Bu çalışmada, ‘‘Temel Kimya Laboratuar Dersi’’ndeki deneylerin hem laboratuar hem de bilgisayar ortamında öğretiminin etkinliği tartışılmıştır.

(16)

Amaç ve Önem

Bu araştırma, kimya deneylerinin BDÖ’ye dayalı hibrit model ile GÖ yöntemi arasında öğretmede anlamlı farklarının olup olmadığı sorusuna cevap aramaktadır.

Bilgisayarın laboratuarda kullanılması öğrencilerin yükünü azaltacaktır. Deneyi yapan öğrenciden kaynaklanan verileri okuma ve kaydetme gibi hatalar ortadan kalkacaktır.
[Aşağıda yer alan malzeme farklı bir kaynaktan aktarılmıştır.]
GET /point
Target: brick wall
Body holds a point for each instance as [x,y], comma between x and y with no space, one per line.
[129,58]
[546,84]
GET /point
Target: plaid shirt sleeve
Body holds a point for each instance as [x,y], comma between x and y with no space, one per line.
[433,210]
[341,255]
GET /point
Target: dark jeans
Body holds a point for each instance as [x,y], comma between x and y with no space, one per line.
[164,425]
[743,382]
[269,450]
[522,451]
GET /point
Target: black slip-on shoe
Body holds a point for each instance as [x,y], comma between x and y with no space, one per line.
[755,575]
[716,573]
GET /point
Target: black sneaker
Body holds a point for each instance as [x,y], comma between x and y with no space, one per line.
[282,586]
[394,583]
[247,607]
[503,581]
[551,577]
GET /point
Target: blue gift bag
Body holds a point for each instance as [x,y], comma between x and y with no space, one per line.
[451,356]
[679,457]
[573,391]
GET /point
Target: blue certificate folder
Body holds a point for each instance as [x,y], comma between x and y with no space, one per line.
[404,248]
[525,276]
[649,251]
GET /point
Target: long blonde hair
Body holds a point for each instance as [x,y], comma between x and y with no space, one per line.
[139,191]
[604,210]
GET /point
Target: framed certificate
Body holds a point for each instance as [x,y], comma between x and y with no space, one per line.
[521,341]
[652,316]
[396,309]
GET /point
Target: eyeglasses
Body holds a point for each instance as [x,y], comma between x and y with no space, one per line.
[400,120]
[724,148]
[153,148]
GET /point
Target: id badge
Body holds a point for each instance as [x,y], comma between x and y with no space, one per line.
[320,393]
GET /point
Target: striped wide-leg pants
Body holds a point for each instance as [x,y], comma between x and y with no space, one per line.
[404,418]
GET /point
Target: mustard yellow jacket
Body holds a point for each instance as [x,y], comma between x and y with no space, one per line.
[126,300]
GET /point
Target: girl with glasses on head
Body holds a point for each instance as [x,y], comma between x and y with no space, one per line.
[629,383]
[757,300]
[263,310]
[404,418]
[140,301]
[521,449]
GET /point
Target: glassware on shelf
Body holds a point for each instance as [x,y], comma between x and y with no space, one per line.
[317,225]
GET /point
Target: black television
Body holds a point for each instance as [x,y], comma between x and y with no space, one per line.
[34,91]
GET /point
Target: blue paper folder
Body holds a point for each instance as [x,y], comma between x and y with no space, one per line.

Bu çalışma sayesinde hem ülke içinde hem de uluslar arası düzeyde kullanılabilecek bir model oluşturulmuş olacaktır. Okullardaki laboratuar şartlarında yapılamayan deneyler bu ve benzeri modellerle yapılabilecektir. Öğrencinin tekrar yapamadığı deneyler bu modeller kullanılarak defalarca gösterilebilecektir. Ya da öğrencinin laboratuar dersine gelemediği zamanlarda yeniden yapılamayacak deneyler model kullanımı ile öğrenciye gösterilebilecektir.

Hazırlanan materyalin sayfa tasarımı, resim ve animasyonlarla dikkat çekici ve akıcı bir özelliğe sahip olması hedeflenmiştir.

Problem Cümlesi

‘Temel Kimya Laboratuar Dersi’ndeki deneylerin hem laboratuar hem de bilgisayar ortamında birlikte uygulanmasının öğrencilerin başarısında etkili midir?

Alt Problemler

1. Belirlenmiş olan kimya deneyleri hakkında, deney grubu ile kontrol grubu arasında uygulama sürecinden önce anlamlı bir fark var mıdır?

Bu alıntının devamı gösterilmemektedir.